QuickBooks: Avoid Costly January Mistakes

Cleaning up problems costs more than doing things right in the first place, especially in accounting, and January is prime time for certain errors. Before sending the books to your CPA for tax prep, your accounting department should review them for the following easily made errors…

Enter the correct year. Because Excel and QuickBooks default to the current year, and no one’s had much practice yet with ’07 dates, it’s easy to enter a 2006 transaction as 2007 and vice versa. The bottom line impact can be dramatic.

Both bookkeepers and the entrepreneurs they work for should look at every single line of the financial statements – P&L and balance sheet. This simple act is a fantastic quality control measure.

If your business files taxes on a cash basis, make sure QuickBooks does a correct conversion from accrual to cash basis. The most common problem is a positive or negative balance in A/R or A/P on the cash basis balance sheet. Also, make sure the retained earnings account is the same as when you did last year’s after-tax JEs. Retained earnings anchor the books; if they shift after the books are closed…it can be problematic and expensive to fix.
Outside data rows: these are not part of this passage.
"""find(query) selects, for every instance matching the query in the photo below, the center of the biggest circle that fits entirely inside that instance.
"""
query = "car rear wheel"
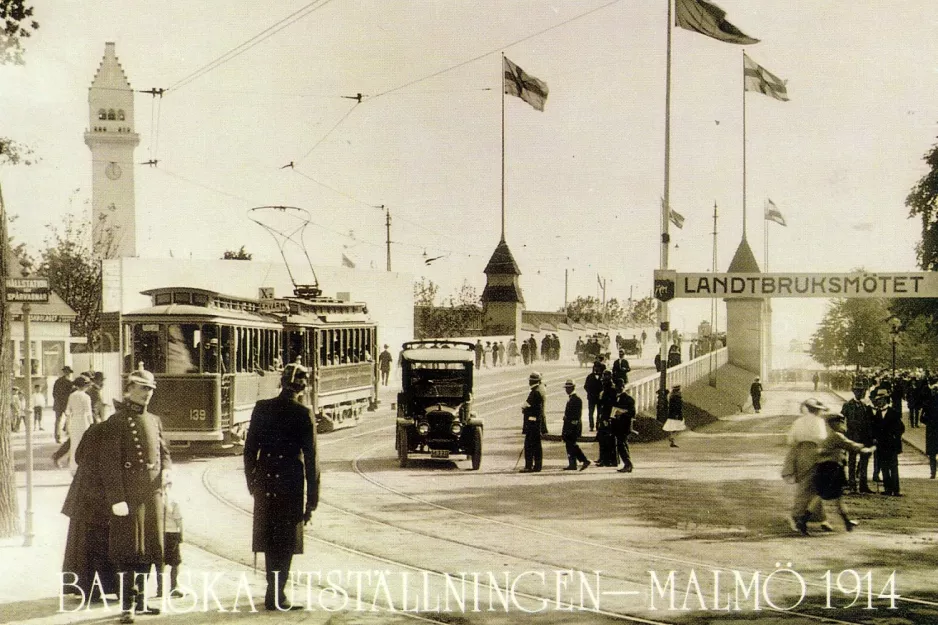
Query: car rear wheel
(476, 448)
(402, 447)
Finally, establish a level of materiality with your CPA. “Materiality” is accounting-speak for “large enough to worry about” when resolving issues. What’s material, $10 or $10,000? It depends on what type of transaction you’re talking about, the size of your company, and the degree of audit risk. No set of books is perfect, so knowing what’s “good enough” helps you close the books more quickly and move on.